映画「あしたのジョー」
私はリアルタイムでこの映画の原作になった少年マガジンに連載された漫画を読んだ。力石との死闘とその力石の死、最終回のホセ・メンドーサとの死闘の後の燃え尽きたように真っ白になったジョーの姿とその口元にかすかに浮かんだほほえみ、これはそのまま力石の最期に通ずる。
映画は力石との死闘をクライマックスとしてその後の戦いは描かない。確かに力石との戦いまでが一つの物語で、原作も再び矢吹丈が戦いの場に戻るまでにかなり遠回りさせており、再び丹下ジムに戻ってからは別の話のようになっているので映画の終わりかたはこれで良い。
原作のイメージが鮮烈なので、実写映画は難しいだろうと思っていた。
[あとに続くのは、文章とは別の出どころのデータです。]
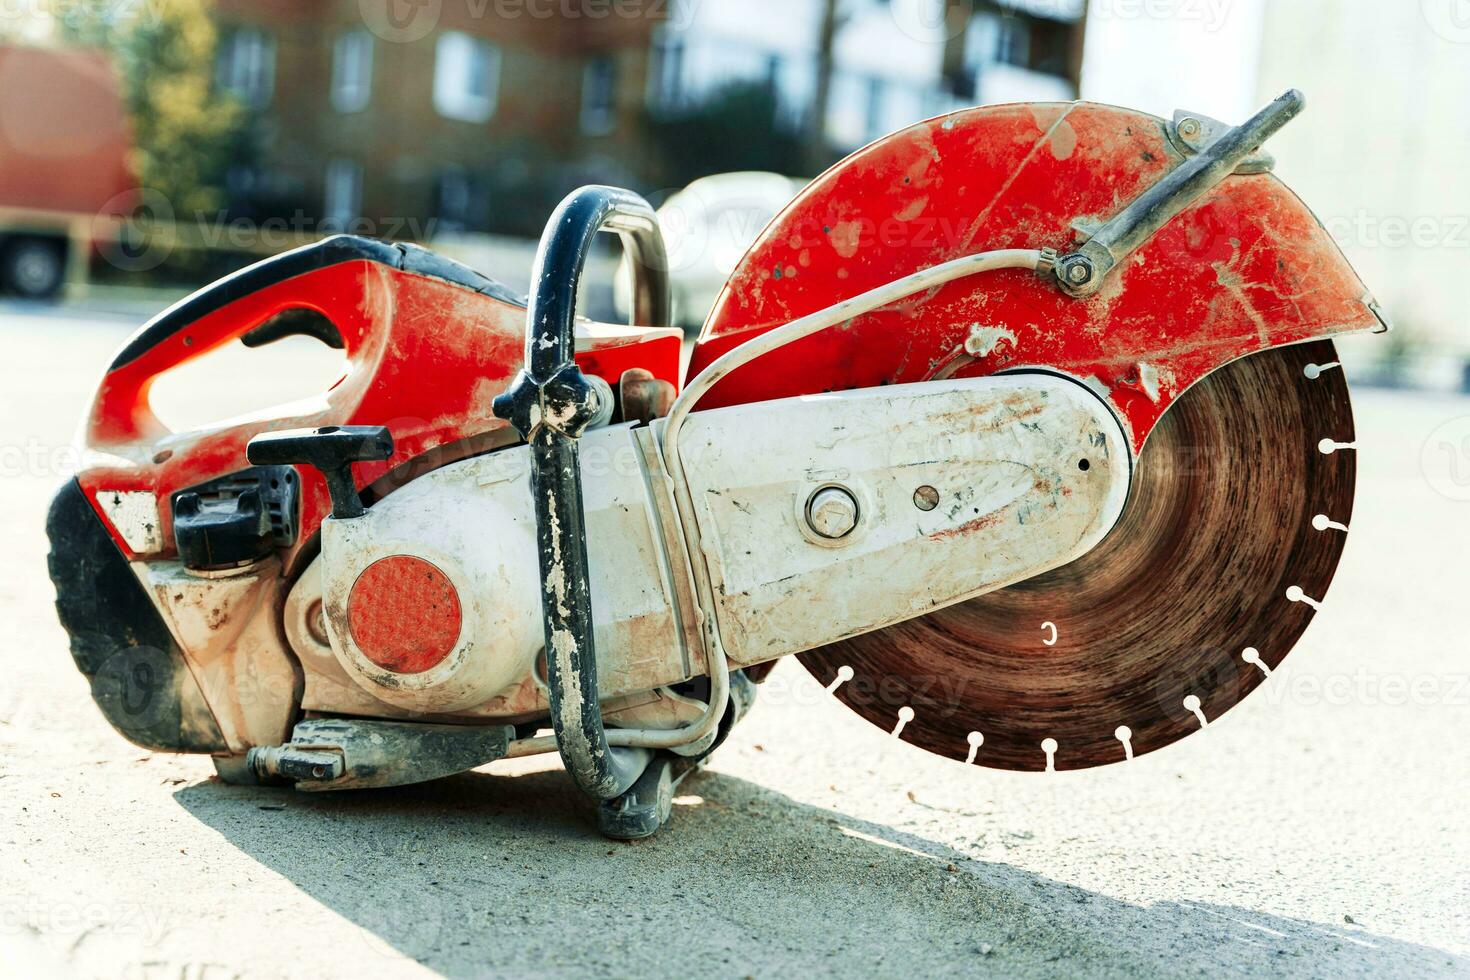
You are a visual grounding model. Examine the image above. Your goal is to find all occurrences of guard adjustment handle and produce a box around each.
[246,425,393,519]
[1055,88,1306,298]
アメリカンコミックなら金をかけて特撮だらけにしてそれらしく作ることが出来るがボクシングは肉体むき出しの生ものだ。
それが原作のイメージを損なうことなくほぼ完璧に再現されていたのに感心した。矢吹丈役の山下智久、力石徹役の伊勢谷友介のふたりの俳優の精進に敬意を表する。あの時代(昭和四十年代)は日本が右肩上がりで経済的に躍進していた。日本中がスクラップアンドビルドの時代だった。その中で日本人が獲得したものと失ったものがある。この物語にはまだ日本人が失う前の熱い思いが込められていたように思う。
若者が明日に向かって努力することに価値を見いだせなくなって、自分探しなどという名の現実逃避を始めたのはいつからだろうか。